Editorial - Países ricos continuam a propagar a fome

NOVA YORK - Era de se esperar que os tumultos por comida no Egito e Haiti convenceriam as nações mais ricas do mundo da necessidade de fazer algo mais para alimentar os pobres. Caso contrário, pelo menos a ameaça de 100 milhões de pessoas a mais caírem na pobreza devido ao alto preço dos alimentos faria com que tomassem uma atitude.

The New York Times |

Mesmo assim, na cúpula sobre alimentos da ONU na semana passada, as nações mais desenvolvidas do mundo provaram mais uma vez que a política impede tanto as preocupações humanitárias quanto os cálculos estratégicos.

Durante o último ano, os preços dos grãos e óleos vegetais quase duplicaram. O arroz aumentou mais de 50%. As causas incluem o alto preço da energia, a seca em grandes pólos agrícolas, como a Austrália, e o aumento da demanda de uma classe média burguesa na China e Índia. Mas a postura e subsídios errôneos dos Estados Unidos e Europa, que favorecem a produção de energia a partir das colheitas, também faz parte do problema.

O Fundo Monetário Internacional estima que o biocombustível -principalmente aquele extraído do milho norte-americano- é responsável por quase metade do aumento da demanda mundial por colheitas de alimentos no ano passado. Cerca de um terço da colheita de milho do país será direcionada à produção de etanol esse ano.

Mesmo assim, durante a cúpula em Roma a administração Bush insistiu que o etanol não tem um papel significativo no aumento dos preços dos alimentos e evitou lidar com pedidos para limitar a conversão de alimentos em combustível. Os Estados Unidos não estavam sozinhos.

O Brasil, que tem uma enorme indústria de etanol baseada na colheita de cana-de-açúcar, também rejeitou as exigências em diminuir a produção de etanol. A Argentina se opôs a acabar com impostos de exportação que, assim como outros países, criou para diminuir a saída de alimentos de seu território. Os Estados Unidos e a Europa também rejeitaram a sugestão de que seus subsídios agrícolas devem ser culpados pela queda em investimentos agrícolas em países mais pobres.

Hoje, a produção agrícola em grande escala na África é menor do que há 50 anos.
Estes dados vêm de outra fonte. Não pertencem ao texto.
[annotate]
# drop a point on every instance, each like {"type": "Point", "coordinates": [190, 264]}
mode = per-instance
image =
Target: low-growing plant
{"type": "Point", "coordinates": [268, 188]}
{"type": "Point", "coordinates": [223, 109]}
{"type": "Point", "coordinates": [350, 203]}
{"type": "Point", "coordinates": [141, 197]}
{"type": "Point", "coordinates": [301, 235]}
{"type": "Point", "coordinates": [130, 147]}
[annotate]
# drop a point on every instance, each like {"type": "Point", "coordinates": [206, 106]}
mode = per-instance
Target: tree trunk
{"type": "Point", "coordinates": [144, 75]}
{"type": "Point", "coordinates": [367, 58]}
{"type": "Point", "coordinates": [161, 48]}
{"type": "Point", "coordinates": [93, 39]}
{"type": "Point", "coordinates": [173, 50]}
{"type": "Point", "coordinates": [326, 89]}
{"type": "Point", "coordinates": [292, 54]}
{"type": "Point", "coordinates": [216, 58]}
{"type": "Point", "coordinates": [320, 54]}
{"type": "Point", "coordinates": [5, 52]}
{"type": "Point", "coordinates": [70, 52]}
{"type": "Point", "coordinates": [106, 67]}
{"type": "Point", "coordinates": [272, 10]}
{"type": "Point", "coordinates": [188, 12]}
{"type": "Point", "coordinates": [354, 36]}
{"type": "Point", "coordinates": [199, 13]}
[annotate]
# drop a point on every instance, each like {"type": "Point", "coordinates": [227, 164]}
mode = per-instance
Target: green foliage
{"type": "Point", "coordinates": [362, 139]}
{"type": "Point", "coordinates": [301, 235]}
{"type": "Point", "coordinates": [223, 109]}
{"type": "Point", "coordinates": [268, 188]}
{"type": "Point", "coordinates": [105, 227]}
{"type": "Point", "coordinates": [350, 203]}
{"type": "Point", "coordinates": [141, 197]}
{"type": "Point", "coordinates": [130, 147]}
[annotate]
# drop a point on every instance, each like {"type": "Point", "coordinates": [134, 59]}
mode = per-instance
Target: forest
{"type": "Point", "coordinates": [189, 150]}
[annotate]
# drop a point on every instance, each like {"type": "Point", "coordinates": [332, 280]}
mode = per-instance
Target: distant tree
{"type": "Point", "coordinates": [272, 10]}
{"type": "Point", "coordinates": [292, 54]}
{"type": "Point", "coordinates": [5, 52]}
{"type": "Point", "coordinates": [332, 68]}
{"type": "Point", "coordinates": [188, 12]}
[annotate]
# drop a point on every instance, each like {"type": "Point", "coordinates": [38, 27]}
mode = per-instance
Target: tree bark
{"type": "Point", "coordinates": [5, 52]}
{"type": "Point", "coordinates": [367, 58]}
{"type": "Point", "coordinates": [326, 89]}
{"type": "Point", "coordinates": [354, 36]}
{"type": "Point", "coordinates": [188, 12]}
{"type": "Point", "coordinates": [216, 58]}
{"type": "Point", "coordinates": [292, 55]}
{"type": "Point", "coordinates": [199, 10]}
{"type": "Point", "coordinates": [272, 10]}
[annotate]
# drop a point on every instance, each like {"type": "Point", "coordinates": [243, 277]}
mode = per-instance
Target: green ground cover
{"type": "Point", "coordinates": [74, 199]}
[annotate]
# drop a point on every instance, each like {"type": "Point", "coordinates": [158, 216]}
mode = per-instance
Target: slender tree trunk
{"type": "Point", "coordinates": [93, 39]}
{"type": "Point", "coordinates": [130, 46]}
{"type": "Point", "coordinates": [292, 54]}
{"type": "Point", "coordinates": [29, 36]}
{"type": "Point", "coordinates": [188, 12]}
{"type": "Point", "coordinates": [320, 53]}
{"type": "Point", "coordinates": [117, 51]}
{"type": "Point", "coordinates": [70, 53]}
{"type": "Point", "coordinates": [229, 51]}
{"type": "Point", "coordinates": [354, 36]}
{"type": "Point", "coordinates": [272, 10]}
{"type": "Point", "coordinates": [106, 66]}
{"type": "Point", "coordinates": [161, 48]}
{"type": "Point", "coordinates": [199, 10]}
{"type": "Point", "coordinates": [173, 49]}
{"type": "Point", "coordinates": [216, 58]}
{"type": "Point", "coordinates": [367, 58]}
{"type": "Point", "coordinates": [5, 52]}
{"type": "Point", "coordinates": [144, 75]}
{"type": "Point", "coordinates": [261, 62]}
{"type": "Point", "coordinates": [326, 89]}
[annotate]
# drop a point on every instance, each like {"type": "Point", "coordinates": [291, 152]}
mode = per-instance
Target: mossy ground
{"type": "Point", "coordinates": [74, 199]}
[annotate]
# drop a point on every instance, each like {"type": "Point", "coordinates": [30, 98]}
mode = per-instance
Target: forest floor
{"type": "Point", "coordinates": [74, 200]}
A produtividade caiu vertiginosamente na Índia, Indonésia e China.

Diversos países prometeram mais ajuda humanitária em resposta à crise, mas isso não é o suficiente. A administração Bush quer aumentar a assistência para US$ 5 bilhões nos próximos dois anos.

De acordo com a Organização das Nações Unidas para a Agricultura e a Alimentação, há 37 países em situação crítica em relação aos alimentos. Muitos precisam mais do que comida, mas também sementes e fertilizantes para plantar.

De acordo com o secretário-geral da ONU Ban Ki-moon, a produção mundial de comida precisa aumentar 50% até 2030. Isso exigirá investimentos entre US$ 15 bilhões e US$ 20 bilhões por ano nas economias agrícolas dos países pobres, incluindo pesquisas de plantações mais robustas, altamente bem-sucedidas, que funcionem melhor em regiões da pobres como a África subsaariana.

Depois do 11 de setembro, as nações mais ricas do mundo viram um ligação entre a fome, a alienação e o terrorismo. Elas ofereceram um acordo para eliminar os subsídios agrícolas e as tarifas que tiravam os fazendeiros de países em desenvolvimento do mercado e os condenava à pobreza. Sete anos depois as tarifas e subsídios ainda estão por aqui.

Uma das coisas mais úteis que os países industrializados podem fazer seria cumprir sua promessa e acabar com os gordos subsídios que fornecem a seus fazendeiros não importa qual seja a situação do mercado. Esses subsídios afetaram os preços dos alimentos durante anos e desencorajaram o investimento na agricultura no mundo em desenvolvimento.

Em um mundo de crescente demanda e fome, isso não tem justificativa.